I’m trying to imagine the BBC’s Eddie Mair interviewing Nelson Mandela, the elderly African squirming uncomfortably in his seat as Mair, like one of the late Eugene Terre’Blanche’s famous Dobermans, snarls ever more menacingly, foam dripping from his bared gums.
‘So, in 1961, with several others, you founded a vicious terrorist movement, Spear of the Nation, carried out bombing after bombing and pledged that if these tactics failed you would resort to guerrilla warfare and terrorism…’
Mandela looks askance: ‘Excuse me, I thought this was that programme where you choose records and a book…’
Mair shakes his head, face wreathed in disgust. ‘Pretty nasty piece of work, aren’t you?’ Mandela, evidently confused, says that he would like to take with him Althea and Donna’s late 1970s hit, ‘Uptown Top Ranking’, and can he go now, please?
It isn’t going to happen, of course. That sort of interviewing is reserved, on the BBC, for people from the political right, such as the mayor of London, Boris Johnson. You will never hear a BBC interviewer (except Humphrys, perhaps) stick the boot into a leftie like that, unless it’s lefties who don’t matter, like George Galloway.

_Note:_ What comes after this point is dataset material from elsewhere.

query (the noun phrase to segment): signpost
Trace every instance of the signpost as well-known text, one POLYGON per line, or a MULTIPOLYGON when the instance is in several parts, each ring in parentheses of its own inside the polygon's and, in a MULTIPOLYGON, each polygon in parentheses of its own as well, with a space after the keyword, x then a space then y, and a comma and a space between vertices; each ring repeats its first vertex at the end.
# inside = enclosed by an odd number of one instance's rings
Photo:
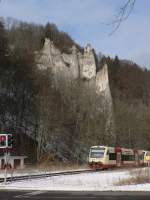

The comment ‘pretty nasty piece of work’, addressed to a cosmetically ruffled Boris, was the moment that personal and political antipathy was allowed to spill into what was, otherwise, a perfectly decent interview. For Eddie Mair is without doubt a good presenter and interviewer. But have you ever heard the BBC attack Ed Balls, for example, in such a personal manner, with the presenter’s distaste clearly evident? And Ed is commonly regarded as being a ‘nasty piece of work’, (although he’s always been perfectly nice to me on the rare occasions we’ve met).
This was Boris week on the Beeb, where they decided that as they’d missed Savile, they may as well stick it to another monster before he gets to be prime minister.